I would do anything for love I'd run right into hell and back I would do anything for love I'd never lie to you and that's a fact And I would do anything for love But I won't do that.
- Except the thing he won't do is fall out of love with said woman.
- Although played straight big time in "I'd Lie For You (And That's The Truth)".

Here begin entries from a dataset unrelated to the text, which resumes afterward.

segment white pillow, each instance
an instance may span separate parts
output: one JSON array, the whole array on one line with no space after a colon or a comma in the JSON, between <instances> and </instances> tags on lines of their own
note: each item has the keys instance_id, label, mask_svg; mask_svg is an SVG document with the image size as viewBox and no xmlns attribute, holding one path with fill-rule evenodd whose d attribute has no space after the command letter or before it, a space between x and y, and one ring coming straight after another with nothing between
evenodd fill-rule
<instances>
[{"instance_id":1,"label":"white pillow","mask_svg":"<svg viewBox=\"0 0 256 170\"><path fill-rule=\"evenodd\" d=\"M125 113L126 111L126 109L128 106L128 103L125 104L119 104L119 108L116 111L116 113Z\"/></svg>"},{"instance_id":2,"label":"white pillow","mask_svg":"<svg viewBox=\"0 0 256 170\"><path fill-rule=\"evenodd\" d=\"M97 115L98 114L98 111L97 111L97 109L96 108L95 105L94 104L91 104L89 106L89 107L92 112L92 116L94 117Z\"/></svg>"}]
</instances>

Your every wish will be a wish that I will make come true And if you want the moon I swear I'll bring it down for you
- Painful rhyme in Bruno Mars' brokenhearted "Grenade":
I would catch a grenade for ya
Throw my hand on a blade for ya
I'd jump in front of a train for ya
- To Me You Are Everything by The Real Thing opens with:
I would take the stars out of the sky for you
Stop the rain from falling if you asked me to.
I'd do anything for you
Your wish is my command
- Sara Evans' "No Place that Far" IS this trope.
If I had to run
If I had to crawl
If I had to swim a hundred rivers
Just to climb a thousand walls
Always know that I would find a way
To get to where you are
Baby, there's no place that far
- This trope's inversion is the premise of the old English folk song, Scarborough Fair. The song is about a man trying to exact impossible tasks out of a woman, telling her he'll love her if she can do these.
Tell her to make me a cambric shirt Parsley, sage, rosemary and thyme Without a stitch or needlework And she shall be a true lover of mine.
Webcomics
- Saturday Morning Breakfast Cereal had a man claiming he'd do anything for the woman he loves
, until she asks him: "Would you eat this brick?"
- And again in this one
, mocking the fickleness of young love.
- Later subverted in this one
, in which a man literally scales the highest mountain and swims the deepest ocean, and afterwards becomes a celebrity and loses interest in his original girlfriend.
- A subversion similar to Shakespeare's "My Mistress' Eyes are Nothing Like the Sun" is this
xkcd, which starts, "You are not the light of my life."